The Forestry Forum

General Forestry => General Board => Topic started by: timberlinetree on April 05, 2014, 06:59:43 AM

Title: winter kill
Post by: timberlinetree on April 05, 2014, 06:59:43 AM
Went by a pond other day and wow! Must have been a hundred dead fish all shapes and sizes. Has anyone else seen this?
Title: Re: winter kill
Post by: stanwelch on April 05, 2014, 08:12:02 AM
Ice finally went off my pond this week. Found all bass and bluegills dead and floating. Only the goldfish survived. Thick ice and heavy snow covered pond from mid December until April -- no sunlight penetration so no plants producing oxygen. Will have to restock
Title: Re: winter kill
Post by: thecfarm on April 05, 2014, 08:15:43 AM
Was it a small pond? What I mean,did the ice freeze to the bottom?
Title: Re: winter kill
Post by: 21incher on April 05, 2014, 08:31:21 AM
It is not just the fish this year. In the Finger Lakes they are saying that most of the grape vines were severely damaged and federal money is needed to help the farmers  and wineries survive.
Title: Re: winter kill
Post by: stanwelch on April 05, 2014, 09:18:35 AM
cfarm - the pond is about 50' x 100' and  12' deep at the north end when it is at the over flow pipe. With the lack of rain last summer the pond was down 2-3 feet at freeze up. I don't think it froze solid but it must have been quite thick plus had a lot of drifted snow on top. There was no flow through the pond all winter. It filled up st snow melt and rain in the past two weeks but it was too late for the fish
Title: Re: winter kill
Post by: Jeff on April 05, 2014, 09:21:20 AM
I just uncovered Tammy's koi pond.  I see only two dead so far of the 22 that were in there.  I feared they would all be dead after this winter. The two that died were not actually Koi fish, but Comets.
Title: Re: winter kill
Post by: Dakota on April 05, 2014, 10:01:43 AM
I set up an air pump on a timer for the winter months.  Have not lost a fish over the winter for quite a few years.
Title: Re: winter kill
Post by: Alcranb on April 05, 2014, 10:03:37 AM
The fish likely died from oxygen deficiency, OD. It's not so much the thickness of the ice but the snow cover which doesn't allow for adequate sunlight to reach the water therefor depleting the water of oxygen causing the fish to suffocate.
Title: Re: winter kill
Post by: Jeff on April 05, 2014, 10:07:58 AM
In our neighborhood, the big casualty this year seems to be the Alberta Spruce.  It is a very popular ornamental in this area. We have one, our various neighbors have many.  The extremely low extended temps seem to have effected almost all of them. I don't know if they will come back or not, but they are mostly all brown with the needles falling off.
Title: Re: winter kill
Post by: Den Socling on April 05, 2014, 10:19:38 AM
I read the other day  that 1000's of ducks and geese died as a result of the ice. It was a bad winter.
Title: Re: winter kill
Post by: sandhills on April 05, 2014, 10:34:14 AM
Little smaller scale but my FIL put their two goldfish in the horse tank for the winter and just after the first really cold snap the tank heater quit working and the tank didn't have a lot of water in it so it pretty well froze.  He said one of them was froze solid but he fixed the heater, filled the tank and threw it back in, next morning it was swimming around with the other one  ???.  Wish I could be that resiliant.  Haven't heard anything about any lakes around here, but nobody was having much luck ice fishing this winter.

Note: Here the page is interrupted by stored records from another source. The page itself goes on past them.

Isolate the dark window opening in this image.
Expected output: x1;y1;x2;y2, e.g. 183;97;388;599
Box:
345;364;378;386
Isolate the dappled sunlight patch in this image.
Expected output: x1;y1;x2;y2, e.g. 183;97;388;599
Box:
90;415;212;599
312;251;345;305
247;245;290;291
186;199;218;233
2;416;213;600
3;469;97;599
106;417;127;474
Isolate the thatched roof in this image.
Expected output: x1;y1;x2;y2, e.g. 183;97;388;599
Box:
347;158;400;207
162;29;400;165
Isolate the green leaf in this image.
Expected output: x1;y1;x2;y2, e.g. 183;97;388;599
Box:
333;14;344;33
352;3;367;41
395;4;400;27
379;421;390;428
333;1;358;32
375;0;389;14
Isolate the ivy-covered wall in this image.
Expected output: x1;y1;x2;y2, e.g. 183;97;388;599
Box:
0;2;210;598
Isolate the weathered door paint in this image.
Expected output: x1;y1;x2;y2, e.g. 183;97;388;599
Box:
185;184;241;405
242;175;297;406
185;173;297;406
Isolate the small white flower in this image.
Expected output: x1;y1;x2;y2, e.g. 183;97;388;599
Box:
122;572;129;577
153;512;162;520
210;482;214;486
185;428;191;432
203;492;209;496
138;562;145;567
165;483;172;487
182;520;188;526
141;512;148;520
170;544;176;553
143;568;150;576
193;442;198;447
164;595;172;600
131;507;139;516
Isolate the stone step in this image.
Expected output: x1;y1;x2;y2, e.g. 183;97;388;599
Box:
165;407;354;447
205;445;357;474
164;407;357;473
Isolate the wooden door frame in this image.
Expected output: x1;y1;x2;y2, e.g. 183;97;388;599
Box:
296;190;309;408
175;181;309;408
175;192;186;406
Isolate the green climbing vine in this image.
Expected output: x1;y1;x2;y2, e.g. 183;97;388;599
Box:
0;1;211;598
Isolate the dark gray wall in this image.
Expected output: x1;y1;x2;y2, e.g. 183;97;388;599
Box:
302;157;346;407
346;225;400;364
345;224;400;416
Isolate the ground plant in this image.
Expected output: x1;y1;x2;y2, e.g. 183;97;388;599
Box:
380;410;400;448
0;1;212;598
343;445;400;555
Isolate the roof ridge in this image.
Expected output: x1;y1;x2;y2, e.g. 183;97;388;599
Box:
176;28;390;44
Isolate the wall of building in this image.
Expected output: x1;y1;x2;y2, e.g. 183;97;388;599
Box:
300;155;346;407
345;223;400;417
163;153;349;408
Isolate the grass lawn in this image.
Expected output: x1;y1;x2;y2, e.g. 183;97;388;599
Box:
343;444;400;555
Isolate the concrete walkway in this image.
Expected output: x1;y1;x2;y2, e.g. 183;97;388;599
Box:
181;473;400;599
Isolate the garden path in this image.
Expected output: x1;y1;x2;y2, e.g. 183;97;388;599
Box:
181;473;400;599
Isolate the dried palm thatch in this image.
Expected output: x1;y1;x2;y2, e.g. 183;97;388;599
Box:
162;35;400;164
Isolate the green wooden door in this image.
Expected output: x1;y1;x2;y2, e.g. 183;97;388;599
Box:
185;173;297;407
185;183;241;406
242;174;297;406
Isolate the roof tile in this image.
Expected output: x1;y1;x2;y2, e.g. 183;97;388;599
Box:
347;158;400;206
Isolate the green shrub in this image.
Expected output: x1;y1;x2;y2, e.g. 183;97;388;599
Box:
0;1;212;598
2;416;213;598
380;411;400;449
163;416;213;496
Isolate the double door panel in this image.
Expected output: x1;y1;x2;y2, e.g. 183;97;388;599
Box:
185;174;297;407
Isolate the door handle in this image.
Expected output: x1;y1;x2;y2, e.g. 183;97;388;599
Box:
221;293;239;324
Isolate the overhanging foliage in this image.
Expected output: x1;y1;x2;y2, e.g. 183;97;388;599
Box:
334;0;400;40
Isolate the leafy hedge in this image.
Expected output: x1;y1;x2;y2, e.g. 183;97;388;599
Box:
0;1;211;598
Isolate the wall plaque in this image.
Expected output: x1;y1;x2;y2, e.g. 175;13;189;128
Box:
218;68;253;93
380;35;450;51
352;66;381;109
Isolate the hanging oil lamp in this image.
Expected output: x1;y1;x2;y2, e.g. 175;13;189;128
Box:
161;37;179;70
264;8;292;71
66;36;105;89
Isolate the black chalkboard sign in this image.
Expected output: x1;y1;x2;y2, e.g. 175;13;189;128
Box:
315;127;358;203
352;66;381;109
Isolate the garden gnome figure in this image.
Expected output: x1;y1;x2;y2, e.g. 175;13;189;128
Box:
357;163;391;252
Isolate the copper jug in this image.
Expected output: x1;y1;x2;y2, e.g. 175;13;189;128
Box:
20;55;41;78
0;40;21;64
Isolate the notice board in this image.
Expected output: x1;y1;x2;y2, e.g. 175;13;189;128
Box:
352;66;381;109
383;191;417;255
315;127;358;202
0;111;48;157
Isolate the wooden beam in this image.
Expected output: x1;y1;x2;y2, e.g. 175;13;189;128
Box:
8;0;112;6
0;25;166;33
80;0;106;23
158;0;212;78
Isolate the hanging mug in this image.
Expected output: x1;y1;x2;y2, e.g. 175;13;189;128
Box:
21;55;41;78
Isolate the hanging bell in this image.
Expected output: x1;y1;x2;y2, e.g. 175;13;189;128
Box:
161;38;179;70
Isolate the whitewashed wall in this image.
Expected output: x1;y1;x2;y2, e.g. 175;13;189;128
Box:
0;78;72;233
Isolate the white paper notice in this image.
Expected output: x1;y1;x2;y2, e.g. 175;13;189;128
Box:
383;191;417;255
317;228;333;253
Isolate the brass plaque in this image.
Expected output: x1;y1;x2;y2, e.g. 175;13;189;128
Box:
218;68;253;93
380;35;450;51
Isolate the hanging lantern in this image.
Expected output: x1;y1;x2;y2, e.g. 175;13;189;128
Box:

Edit: We did not have the snow here though, just cold.
Title: Re: winter kill
Post by: timberlinetree on April 06, 2014, 06:47:19 AM
I think I felt like that gold fish a couple of times this winter :D. Hopefully some of the ticks and bugs that are killing the tree have the same fate as the fish!
Title: Re: winter kill
Post by: r.man on April 06, 2014, 09:02:33 AM
I am still feeling like the frozen fish, snowed yesterday and the sideroads were like rinks. Customer came up to his cottage to have me do a repair and he was in shoes. He lives two and a half hours south of here and there is almost no snow in his town. It is still almost to his knees at his cottage and this is a year after his daughter swam on April 1st in an ice free lake. Quite a change from one year to the next.
Title: Re: winter kill
Post by: Roxie on April 06, 2014, 10:24:04 AM
Last spring when I took the cover off the BBQ grill, there were a million stink bugs under it.  This spring, there isn't one single stink bug,  Those minus twenty days must have done them in!